Let’s talk about some of these things.
One of these nominees set world records for every road distance from the 12K all the way up to the marathon. That’s incredible dominance.
One of these nominees had a three-year win streak at all distances farther than 10,000 meters. That’s incredible dominance to be able to win that much against the best in the world for three straight years.
One of these nominees had both tremendous longevity and ability across a wide range of distances because this nominee earned Track and Field News world rankings (that’s top 10) at every distance from 3,000 meters up to the marathon over a 25-year span.
You could look at records. One of these nominees held both the American and half marathon and full marathon record – each of them for more than 20 years.
How about odd and unusual accomplishments? One of these nominees won a major marathon and set the collegiate 10,000-meter record both in the same spring.
One of these nominees was the leading runner on a U.S. team that won gold at the world cross country championships – there haven’t been very many of those either.
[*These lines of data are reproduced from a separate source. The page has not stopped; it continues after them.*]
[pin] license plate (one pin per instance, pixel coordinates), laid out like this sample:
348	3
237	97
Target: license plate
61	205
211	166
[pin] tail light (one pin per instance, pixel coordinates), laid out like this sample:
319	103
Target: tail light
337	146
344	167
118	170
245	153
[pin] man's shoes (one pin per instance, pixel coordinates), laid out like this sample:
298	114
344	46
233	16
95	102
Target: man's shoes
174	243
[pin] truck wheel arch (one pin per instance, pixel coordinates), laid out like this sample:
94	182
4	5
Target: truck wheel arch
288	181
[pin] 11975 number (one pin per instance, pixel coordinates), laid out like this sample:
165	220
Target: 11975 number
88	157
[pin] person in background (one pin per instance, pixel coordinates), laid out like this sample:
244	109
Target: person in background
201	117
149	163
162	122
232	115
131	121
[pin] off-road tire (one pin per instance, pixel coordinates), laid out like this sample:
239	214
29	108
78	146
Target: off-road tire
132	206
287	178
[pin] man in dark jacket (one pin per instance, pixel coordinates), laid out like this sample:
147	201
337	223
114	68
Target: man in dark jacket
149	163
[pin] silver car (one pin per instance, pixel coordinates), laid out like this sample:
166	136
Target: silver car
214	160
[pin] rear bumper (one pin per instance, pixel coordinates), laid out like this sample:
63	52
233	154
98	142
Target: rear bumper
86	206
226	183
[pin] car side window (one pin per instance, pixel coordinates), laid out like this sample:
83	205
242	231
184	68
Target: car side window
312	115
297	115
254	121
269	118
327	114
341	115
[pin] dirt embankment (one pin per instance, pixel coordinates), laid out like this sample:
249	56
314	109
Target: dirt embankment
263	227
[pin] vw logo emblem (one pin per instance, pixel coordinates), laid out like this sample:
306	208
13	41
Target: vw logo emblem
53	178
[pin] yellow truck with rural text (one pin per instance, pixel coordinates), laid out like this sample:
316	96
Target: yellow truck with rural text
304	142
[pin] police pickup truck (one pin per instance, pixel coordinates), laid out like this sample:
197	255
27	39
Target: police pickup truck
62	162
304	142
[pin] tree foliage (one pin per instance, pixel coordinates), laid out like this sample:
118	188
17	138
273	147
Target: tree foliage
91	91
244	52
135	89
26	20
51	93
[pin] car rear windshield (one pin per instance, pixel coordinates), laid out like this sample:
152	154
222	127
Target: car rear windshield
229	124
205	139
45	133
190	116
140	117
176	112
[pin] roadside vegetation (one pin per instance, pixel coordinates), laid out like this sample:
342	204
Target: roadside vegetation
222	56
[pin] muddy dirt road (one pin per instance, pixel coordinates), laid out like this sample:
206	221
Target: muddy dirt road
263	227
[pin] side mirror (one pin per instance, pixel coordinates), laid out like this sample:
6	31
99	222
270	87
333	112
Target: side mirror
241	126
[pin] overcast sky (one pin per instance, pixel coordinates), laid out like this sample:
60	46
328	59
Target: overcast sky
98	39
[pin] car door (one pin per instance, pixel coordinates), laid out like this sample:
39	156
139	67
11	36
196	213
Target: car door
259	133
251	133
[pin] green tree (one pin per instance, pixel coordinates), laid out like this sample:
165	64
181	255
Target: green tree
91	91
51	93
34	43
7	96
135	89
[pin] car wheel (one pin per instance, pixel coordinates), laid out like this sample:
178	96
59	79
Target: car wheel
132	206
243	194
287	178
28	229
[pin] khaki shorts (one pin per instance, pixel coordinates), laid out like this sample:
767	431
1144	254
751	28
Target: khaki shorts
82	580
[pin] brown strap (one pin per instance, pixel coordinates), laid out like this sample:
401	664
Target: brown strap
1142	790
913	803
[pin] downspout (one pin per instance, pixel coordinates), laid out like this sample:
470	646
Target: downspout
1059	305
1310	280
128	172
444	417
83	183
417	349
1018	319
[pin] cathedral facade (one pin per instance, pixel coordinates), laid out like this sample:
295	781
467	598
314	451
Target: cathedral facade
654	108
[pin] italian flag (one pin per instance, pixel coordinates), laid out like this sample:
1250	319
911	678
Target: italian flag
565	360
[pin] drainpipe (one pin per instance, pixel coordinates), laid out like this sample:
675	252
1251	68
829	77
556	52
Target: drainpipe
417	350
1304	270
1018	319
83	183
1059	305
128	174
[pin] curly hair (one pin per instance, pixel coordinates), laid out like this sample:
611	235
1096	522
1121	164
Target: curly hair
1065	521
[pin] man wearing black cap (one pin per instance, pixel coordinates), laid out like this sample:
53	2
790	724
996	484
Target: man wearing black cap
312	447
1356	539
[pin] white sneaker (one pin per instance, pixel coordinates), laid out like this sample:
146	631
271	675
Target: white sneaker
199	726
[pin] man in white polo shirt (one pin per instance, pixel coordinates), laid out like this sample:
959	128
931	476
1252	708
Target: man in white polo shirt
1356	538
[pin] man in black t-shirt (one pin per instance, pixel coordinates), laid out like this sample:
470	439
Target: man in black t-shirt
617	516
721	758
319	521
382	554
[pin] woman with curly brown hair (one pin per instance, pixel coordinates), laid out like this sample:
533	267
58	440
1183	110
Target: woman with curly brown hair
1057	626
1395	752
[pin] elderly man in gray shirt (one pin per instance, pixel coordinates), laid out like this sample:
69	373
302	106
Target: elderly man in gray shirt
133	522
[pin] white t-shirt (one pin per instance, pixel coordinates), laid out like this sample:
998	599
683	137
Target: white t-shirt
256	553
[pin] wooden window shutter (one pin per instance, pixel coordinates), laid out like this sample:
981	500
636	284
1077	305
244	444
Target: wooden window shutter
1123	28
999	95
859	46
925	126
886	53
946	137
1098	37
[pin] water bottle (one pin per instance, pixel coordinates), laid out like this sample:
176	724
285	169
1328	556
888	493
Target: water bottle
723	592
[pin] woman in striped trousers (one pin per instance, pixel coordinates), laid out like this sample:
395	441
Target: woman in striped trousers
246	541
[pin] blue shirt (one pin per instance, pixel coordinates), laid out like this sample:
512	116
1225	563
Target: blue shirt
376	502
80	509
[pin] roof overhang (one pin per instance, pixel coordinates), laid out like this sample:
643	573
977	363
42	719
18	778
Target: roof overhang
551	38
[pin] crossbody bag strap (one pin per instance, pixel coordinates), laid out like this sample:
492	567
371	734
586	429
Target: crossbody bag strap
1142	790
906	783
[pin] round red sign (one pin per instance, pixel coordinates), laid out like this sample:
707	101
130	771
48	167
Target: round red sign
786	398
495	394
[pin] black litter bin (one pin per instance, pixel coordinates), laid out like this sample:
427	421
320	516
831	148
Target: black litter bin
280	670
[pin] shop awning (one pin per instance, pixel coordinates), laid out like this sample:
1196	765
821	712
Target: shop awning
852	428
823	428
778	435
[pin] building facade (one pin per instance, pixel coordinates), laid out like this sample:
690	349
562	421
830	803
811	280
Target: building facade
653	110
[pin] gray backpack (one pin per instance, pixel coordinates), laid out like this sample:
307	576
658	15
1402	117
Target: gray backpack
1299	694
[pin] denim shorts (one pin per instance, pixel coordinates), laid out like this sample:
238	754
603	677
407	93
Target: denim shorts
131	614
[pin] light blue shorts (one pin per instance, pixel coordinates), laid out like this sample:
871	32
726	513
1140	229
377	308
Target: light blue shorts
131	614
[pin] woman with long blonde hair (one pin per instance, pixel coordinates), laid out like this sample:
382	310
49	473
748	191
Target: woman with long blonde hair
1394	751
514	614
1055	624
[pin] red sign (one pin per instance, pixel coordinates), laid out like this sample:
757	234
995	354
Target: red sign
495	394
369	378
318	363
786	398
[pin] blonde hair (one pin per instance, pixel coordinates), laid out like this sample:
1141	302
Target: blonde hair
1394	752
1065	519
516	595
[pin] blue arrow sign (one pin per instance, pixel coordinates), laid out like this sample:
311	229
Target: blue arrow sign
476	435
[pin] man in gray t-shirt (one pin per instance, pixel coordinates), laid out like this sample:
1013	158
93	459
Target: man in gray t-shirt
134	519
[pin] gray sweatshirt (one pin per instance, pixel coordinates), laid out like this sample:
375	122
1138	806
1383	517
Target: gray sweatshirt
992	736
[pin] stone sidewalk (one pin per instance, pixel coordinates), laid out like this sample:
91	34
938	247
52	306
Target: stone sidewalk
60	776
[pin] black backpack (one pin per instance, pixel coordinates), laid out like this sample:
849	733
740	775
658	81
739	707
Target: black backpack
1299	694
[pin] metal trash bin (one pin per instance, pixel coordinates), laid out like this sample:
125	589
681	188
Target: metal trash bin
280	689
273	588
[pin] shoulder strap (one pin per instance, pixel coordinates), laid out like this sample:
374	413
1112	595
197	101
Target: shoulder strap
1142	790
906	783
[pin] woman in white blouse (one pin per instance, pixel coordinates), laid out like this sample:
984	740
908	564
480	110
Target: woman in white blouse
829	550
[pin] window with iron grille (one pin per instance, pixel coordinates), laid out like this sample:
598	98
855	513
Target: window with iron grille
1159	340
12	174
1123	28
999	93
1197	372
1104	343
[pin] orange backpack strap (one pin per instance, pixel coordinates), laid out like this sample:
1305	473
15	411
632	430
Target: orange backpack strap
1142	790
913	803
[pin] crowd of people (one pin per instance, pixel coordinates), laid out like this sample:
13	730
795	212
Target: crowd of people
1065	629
So how do you determine which one is the best? It does become a lot easier when you realize that there’s one person who has combined all of those things that I talked about.
That person is, of course, Joan Samuelson.
This is the Track and Field History Podcast with Jesse Squire. Subscribe and catch all the latest episodes on Apple Podcasts, Spotify and Anchor. Got anything you’d like to hear on the show? Shoot us an email [email protected] or tweet at @tracksuperfan.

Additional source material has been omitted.